Kishida Marks 1,000 Days in Office; Plagued by Low Approval Ratings Despite Policy Achievements

The Yomiuri Shimbun
Prime Minister Kishida answers questions from reporters on Friday.

Prime Minister Fumio Kishida marked 1,000 days in office Saturday but, despite the policy achievements he boasts of, he has been burdened by low approval ratings.

Kishida has been tackling issues that have been left unaddressed since the administration of former Prime Minister Shinzo Abe, such as measures to drastically strengthen defense capabilities and to restart nuclear power plants.
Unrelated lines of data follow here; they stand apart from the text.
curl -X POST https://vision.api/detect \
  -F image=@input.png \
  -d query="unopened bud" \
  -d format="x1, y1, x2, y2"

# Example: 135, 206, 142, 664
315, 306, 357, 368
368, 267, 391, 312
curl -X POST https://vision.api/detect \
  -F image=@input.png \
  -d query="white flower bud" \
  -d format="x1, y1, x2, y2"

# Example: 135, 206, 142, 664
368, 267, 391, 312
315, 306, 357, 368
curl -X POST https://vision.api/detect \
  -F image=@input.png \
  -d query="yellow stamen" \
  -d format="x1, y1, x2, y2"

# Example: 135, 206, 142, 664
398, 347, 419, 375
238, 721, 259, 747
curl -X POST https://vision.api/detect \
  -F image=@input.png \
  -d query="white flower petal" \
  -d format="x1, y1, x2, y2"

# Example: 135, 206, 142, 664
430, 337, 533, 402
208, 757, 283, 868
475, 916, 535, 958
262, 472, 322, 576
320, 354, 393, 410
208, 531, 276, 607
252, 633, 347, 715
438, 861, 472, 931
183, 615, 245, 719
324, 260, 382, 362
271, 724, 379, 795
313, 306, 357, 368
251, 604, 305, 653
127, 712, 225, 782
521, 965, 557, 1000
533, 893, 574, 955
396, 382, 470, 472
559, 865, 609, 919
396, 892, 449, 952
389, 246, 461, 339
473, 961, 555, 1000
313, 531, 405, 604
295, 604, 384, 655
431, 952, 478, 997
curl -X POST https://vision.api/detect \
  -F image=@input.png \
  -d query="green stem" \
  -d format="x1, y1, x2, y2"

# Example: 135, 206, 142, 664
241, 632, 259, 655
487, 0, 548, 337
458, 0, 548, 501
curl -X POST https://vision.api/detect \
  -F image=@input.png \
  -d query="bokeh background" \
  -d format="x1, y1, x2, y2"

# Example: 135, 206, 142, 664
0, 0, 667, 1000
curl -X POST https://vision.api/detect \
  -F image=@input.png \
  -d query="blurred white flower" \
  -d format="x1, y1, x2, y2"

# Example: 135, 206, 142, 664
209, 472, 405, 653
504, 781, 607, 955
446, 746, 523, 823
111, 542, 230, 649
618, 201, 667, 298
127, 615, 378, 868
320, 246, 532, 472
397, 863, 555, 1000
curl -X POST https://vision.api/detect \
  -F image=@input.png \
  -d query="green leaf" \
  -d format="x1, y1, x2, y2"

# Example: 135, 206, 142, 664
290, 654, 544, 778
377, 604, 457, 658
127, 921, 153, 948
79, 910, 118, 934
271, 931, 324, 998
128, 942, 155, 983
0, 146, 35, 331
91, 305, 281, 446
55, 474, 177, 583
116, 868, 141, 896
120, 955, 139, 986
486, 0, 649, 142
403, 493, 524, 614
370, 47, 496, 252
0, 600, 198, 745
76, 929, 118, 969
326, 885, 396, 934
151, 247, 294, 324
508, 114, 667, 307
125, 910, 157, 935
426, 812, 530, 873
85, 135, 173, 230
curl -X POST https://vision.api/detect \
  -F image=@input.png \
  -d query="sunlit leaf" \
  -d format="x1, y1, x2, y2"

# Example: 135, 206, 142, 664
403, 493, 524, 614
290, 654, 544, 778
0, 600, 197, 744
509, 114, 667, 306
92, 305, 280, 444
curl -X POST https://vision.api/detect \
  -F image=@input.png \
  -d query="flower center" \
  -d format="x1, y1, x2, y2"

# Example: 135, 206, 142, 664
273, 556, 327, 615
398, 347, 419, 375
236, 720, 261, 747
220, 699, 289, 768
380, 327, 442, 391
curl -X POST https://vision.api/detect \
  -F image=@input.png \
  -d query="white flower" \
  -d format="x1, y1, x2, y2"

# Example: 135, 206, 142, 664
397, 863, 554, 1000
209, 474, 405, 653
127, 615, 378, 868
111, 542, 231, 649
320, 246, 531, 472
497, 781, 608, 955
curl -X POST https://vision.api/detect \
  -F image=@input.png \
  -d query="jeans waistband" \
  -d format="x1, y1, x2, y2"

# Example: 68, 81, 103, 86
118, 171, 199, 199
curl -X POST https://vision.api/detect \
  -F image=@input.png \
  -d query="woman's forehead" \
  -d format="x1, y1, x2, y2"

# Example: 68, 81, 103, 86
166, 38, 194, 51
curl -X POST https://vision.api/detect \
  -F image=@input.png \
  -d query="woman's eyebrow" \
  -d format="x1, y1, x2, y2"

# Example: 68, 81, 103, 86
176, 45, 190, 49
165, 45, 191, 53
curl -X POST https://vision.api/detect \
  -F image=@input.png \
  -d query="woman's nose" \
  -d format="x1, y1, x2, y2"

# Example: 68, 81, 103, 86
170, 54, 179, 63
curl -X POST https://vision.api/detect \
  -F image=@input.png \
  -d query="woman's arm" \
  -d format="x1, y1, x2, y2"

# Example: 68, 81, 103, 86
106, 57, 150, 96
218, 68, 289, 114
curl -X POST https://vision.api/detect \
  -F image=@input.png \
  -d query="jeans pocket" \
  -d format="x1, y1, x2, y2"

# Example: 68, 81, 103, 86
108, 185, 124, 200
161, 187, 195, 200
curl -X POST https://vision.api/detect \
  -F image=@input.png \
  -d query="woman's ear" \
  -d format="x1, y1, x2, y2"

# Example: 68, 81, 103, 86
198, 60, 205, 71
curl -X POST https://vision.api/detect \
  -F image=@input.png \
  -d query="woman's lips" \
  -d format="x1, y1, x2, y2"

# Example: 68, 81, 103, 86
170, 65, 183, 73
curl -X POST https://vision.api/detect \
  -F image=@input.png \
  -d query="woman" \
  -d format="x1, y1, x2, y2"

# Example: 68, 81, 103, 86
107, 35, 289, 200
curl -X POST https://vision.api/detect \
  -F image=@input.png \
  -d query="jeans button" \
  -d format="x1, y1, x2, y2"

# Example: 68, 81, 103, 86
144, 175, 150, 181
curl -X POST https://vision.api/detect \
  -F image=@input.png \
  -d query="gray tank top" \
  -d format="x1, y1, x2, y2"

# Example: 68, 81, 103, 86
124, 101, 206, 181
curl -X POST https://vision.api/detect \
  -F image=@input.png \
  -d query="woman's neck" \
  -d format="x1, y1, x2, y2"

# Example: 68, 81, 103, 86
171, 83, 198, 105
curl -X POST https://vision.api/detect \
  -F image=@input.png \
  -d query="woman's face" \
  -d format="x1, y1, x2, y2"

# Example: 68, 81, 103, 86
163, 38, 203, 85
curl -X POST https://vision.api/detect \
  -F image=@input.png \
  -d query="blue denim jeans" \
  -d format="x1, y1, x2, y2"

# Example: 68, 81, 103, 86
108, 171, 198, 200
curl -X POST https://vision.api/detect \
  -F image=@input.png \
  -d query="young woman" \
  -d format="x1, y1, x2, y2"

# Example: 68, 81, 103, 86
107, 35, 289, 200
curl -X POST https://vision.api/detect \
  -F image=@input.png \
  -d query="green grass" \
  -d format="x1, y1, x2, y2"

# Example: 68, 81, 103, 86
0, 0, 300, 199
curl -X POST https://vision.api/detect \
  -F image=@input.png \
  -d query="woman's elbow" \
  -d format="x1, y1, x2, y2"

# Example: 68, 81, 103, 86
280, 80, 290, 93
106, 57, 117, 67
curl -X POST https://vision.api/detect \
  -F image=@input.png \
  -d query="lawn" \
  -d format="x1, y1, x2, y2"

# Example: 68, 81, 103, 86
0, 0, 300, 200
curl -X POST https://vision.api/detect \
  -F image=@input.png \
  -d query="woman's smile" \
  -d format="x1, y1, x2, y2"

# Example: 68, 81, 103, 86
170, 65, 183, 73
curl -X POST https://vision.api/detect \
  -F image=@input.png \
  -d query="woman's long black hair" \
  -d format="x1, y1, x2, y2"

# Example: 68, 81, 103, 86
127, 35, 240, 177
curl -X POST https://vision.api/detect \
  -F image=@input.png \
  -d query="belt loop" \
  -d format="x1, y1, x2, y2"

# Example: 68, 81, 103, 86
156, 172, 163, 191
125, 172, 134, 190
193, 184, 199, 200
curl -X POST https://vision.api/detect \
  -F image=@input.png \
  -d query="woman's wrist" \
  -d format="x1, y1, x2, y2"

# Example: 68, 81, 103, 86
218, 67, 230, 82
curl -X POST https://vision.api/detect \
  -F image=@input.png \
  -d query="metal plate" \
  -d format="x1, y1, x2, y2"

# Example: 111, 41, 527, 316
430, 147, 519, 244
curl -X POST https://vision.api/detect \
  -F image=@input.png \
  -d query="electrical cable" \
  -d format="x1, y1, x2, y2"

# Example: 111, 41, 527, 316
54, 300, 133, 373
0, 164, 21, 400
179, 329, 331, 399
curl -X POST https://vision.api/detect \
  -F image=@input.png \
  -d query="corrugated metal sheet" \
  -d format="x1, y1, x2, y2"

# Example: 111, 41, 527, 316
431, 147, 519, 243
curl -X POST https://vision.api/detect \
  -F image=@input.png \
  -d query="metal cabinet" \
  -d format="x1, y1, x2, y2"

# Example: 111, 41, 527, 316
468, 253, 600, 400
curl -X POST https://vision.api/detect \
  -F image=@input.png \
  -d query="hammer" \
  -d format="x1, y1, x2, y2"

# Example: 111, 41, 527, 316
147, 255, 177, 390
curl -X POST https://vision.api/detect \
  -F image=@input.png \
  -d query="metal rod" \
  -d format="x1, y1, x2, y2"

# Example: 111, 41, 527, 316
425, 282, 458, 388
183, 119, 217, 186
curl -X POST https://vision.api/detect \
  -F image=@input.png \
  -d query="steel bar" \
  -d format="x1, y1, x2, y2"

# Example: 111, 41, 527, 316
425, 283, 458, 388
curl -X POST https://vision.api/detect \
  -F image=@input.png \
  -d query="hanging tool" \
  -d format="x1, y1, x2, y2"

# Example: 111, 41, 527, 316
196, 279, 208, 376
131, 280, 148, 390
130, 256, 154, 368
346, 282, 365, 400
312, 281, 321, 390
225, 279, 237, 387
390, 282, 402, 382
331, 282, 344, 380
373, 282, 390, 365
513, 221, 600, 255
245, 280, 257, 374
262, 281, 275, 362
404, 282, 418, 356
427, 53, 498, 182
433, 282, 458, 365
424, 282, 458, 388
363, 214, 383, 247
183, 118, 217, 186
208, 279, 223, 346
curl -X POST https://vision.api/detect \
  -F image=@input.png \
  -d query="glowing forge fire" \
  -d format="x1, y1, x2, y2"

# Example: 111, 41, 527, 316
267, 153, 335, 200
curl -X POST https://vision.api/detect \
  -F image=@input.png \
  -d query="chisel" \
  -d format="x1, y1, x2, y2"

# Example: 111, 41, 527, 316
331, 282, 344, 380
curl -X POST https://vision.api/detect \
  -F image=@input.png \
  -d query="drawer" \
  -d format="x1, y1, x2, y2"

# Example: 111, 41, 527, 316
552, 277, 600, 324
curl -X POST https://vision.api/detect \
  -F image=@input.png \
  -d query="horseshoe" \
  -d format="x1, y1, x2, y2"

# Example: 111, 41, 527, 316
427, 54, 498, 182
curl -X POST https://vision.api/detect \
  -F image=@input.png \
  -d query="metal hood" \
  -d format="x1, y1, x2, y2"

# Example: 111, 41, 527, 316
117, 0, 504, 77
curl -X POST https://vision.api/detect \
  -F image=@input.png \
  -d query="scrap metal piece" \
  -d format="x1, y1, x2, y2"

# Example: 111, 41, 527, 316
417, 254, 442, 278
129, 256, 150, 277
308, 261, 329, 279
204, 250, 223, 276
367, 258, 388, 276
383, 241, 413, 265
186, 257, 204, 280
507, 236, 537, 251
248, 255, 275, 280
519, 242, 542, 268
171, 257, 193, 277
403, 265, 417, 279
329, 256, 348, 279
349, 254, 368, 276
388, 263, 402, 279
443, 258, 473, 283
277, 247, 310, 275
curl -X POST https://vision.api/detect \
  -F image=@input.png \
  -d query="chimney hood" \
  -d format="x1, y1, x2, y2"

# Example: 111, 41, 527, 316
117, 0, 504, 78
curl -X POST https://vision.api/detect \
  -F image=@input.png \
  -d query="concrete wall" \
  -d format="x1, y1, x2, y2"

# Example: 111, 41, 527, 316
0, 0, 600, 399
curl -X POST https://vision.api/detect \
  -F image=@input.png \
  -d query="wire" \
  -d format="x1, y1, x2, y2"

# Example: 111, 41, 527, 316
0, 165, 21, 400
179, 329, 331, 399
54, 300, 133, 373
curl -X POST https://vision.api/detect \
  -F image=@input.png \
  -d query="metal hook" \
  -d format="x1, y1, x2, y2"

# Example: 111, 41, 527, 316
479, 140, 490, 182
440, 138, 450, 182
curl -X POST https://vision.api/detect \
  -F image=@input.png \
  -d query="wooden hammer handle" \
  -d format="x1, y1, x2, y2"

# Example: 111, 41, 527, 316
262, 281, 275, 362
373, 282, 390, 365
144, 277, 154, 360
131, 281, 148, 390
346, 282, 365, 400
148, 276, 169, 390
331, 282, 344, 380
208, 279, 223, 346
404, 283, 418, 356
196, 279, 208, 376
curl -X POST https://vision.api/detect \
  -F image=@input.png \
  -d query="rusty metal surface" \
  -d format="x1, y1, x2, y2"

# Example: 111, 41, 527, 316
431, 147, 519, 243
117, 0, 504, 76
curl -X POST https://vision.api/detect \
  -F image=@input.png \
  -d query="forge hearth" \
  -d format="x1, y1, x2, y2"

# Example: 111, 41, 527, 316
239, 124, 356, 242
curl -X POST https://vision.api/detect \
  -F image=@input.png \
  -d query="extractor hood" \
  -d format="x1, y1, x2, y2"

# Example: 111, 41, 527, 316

He also is proud of his success in his endeavor to promote diplomatic and economic policies, but that has not led the public to give him high marks.

It has been noted that Kishida has failed to coordinate with ruling Liberal Democratic Party members and others as well as provide necessary explanations to the public.

Asked by reporters how he feels about his tenure as prime minister on Friday, Kishida said, “It has been constantly tense as I’ve found myself grappling with many issues both at home and abroad.”

Regarding this autumn’s LDP presidential race, Kishida, who is expected to try to keep his post as LDP president, did not go further than saying, “I am doing my utmost to achieve results on issues that cannot be postponed, such as political reform and economic issues.”

Kishida’s greatest achievement is the revision of three documents, including the National Security Strategy, which clarify the nation’s possession of counterattack capabilities and the increase in defense expenditures, thereby marking a turning point in the government’s postwar security policy.

In the area of nuclear energy policy, Kishida announced his intention to promote the resumption of nuclear power plants and to consider building new nuclear reactors. He also gave the decision to release into the ocean treated water stored at Tokyo Electric Power Company Holdings, Inc.’s Fukushima No. 1 nuclear power plant.

Kishida aimed to completely break the economy free from deflation, and the highest average wage hikes in 33 years were realized in this year’s shunto spring wage negotiations. The Nikkei stock average also reached its highest level in about 34 years.

Calling for “extraordinary measures to address the low birth rate,” Kishida also revised a law to establish a support fund for children and child rearing.

Initial success not maintained

However, these achievements have not directly improved the approval rating of the Cabinet.

According to nationwide surveys by The Yomiuri Shimbun, the approval rating for Kishida’s Cabinet, which was 56% at the time of its inauguration, temporarily rose to 66% due to “surprise announcements” by the prime minister, such as bringing forward the House of Representatives election to October 2021 and a ban on the entry of nonresident foreigners following the outbreak of the omicron variant of COVID-19 in November that year.

The approval rating declined after a number of LDP lawmakers were found to have had ties to the Unification Church, officially known as the Family Federation for World Peace and Unification, in the aftermath of the shooting of Abe in July 2022. The alleged assailant was a so-called “second-generation follower” — those whose lives are believed to have been left in tatters by the excessive donations made by their parents to the religious group and the abuse they suffered in the name of religion. Abe was targeted due to his perceived ties with the group.

The approval rating for the Cabinet has languished in the 20% range since November last year in the wake of alleged violations of the Political Funds Control Law by LDP factions.

Lack of communication

Kishida’s way of presenting decisions and polices in a sudden and abrupt manner has sometimes caused confusion within the LDP.

His decision to dissolve the Kishida faction without sufficient consultation with senior party officials following the political funds law violation scandal and his attendance at the Deliberative Council on Political Ethics of the lower house invited backlash from LDP members. A senior LDP member said Kishida “acted arbitrarily.”

A lack of communication between Kishida and Komeito, the LDP’s coalition partner, also was apparent. They had been in conflict over the adjustment of electoral districts for the lower house election.

Kishida’s repeated concessions during discussions over amendments to the Political Funds Control Law also caused friction between him and LDP Vice President Taro Aso, who serves as Kishida’s “backer.” Kishida caved to pressure from other parties, including Komeito and the opposition Japan Innovation Party, during the recent ordinary Diet session.

The confusion within the Kishida administration may be seen by the public as a sign of his lack of leadership. “It is regrettable that he failed to make efforts to carefully lay the groundwork [to win necessary understanding among LDP members and others] and to offer necessary explanations to the public,” a senior government official said.